Intro to PCA

Introduction to Principal Component Analysis

Kenny Lov

Ever been in a situation where you had to analyze a dataset with way too many variables? Perhaps you wanted to somehow plot your data in a 2-D or 3-D graph while preserving as much information as possible? Was there also high correlation and thus information redundancy among those variables? If you answered yes to all of these questions, then Principal Components Analysis is be a powerful dimensionality reduction tool that should be in your arsenal!

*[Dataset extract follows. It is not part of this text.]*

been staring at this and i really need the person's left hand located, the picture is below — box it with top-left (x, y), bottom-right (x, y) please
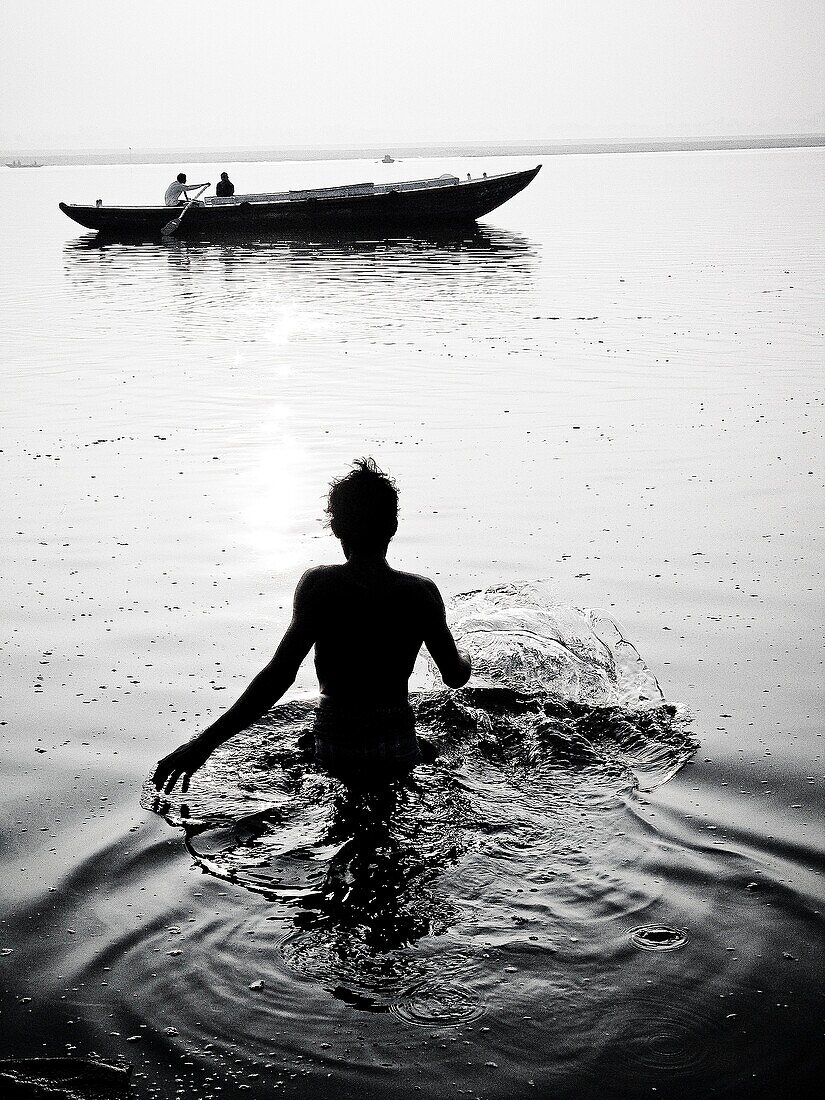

Quick overview of the technique:

Center the dataset $X$ that has $n$ observations and $d$ variables (also scale features if necessary)
Compute the sample covariance matrix of $X$ , $Q \in {\rm I\!R}^{d \times d}$
Diagonalize the sample covariance matrix $Q$ such that it has the form $Q = PDP^T$ , where $P$ is an orthogonal matrix consisting of $\begin{bmatrix} \mathbf{v_1} \mathbf{v_2} ... \mathbf{v_d} \end{bmatrix}$ and $D$ is a diagonal matrix such that Diag( $D$ ) $= \lambda_1, \lambda_2, ..., \lambda_d$ , where each $\mathbf{v_i}$ is an eigenvector of $Q$ that corresponds to its eigenvalue $\lambda_i$
Decide the number of principal components to use ( $k$ ), such that $k \leq d$ , and set $P_k = \begin{bmatrix} \mathbf{v_1} \mathbf{v_2} ... \mathbf{v_k} \end{bmatrix} \in {\rm I\!R}^{d \times k}$
Transform the original vectors $X$ to $Z$ by projecting onto the lower dimensional linear subspace spanned by the $k$ eigenvectors by computing $Z = XP_k \in {\rm I\!R}^{n \times k}$
The columns of $Z$ will be referred to as the principal components and have the nice property of orthogonality. Each principal component is a linear combination of the original features: $z_{i}= \phi_{i1}x_{i1} + \phi_{i2}x_{2} + ... + \phi_{id}x_{d}$ where each $\phi$ is a loading (component of $i$ th eigenvector) for the corresponding principal component.

The Algorithm
Selecting Number of Principal Components
Example
Conclusion

The Algorithm

The steps listed above may seem daunting at first, but it is rather straightforward. Let’s get started with some generated sample data. Although this technique applies to higher dimensional data, it is easier to visualize what is happening with a simple 2D example and project it onto a 1D subspace (essentially onto a line).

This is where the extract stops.